Cahaya jingga mewarnai langit luas, gerombolan awan menghiasi tepiannya. Udara senja yang bergerak cepat dalam tarian anggun menyentuh lembut semua yang dilaluinya, menciptakan gemeresak daun serta menerbangkan surai perak seorang manusia setengah siluman yang tenggelam dalam lamunan. Inu hanyou yang tengah berdiri di pusat padang bunga itu tergemap dari renungan kala angin menyisipkan satu nama yang telah mengubah tak hanya dirinya tapi juga seluruh hidupnya.
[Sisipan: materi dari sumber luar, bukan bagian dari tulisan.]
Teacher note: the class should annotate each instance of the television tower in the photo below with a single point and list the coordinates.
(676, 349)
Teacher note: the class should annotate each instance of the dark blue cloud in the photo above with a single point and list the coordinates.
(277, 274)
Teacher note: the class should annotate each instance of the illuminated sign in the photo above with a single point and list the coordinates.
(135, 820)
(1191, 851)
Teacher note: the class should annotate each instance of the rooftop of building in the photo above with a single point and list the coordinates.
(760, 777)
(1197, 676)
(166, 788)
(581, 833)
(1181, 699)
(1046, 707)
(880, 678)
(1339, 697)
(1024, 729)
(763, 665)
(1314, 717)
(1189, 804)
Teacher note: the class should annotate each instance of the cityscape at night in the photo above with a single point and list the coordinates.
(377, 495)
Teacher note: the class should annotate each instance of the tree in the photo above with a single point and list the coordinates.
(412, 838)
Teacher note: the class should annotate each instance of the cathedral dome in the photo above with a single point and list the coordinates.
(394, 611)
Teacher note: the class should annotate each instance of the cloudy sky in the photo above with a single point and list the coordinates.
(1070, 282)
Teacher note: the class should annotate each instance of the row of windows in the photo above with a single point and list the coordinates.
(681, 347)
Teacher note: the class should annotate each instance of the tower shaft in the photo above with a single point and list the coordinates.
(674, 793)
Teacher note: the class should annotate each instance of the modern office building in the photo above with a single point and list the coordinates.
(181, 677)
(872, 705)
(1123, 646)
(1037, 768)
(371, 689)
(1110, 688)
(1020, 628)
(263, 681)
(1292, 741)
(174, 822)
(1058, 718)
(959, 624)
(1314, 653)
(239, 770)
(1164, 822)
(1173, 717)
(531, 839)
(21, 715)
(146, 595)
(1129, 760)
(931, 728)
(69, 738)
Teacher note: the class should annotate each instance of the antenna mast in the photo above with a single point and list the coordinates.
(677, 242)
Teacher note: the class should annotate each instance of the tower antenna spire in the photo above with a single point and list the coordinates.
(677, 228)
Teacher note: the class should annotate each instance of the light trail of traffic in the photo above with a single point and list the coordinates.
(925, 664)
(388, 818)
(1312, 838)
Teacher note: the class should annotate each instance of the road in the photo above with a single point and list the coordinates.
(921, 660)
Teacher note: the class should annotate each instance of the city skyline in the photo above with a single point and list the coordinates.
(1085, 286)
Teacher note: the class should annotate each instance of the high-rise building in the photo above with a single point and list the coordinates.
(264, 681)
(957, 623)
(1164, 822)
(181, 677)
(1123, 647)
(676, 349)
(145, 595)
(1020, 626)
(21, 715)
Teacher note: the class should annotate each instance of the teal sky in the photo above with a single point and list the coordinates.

Ia menatap tangan kirinya yang kosong, berharap tangan milik seorang gadis tertentu akan melengkapinya dalam sebuah genggaman nyata.

Kaki Inuyasha mulai melaju, lima langkah diambilnya sebelum berhenti. Sekali lagi ia menengok sumur keramat yang telah kehilangan manfaat terbesarnya; menyatukan dua dunia.

Belasan musim telah ia jalani dalam kesendirian, bahkan di tiap kedipan mata ia terus merindukan kehadiran sosok yang memenjarakan hati. Dalam penantian panjang itulah, bertemu dengan gadis tertentu adalah hal yang dengan putus asa dibutuhkannya.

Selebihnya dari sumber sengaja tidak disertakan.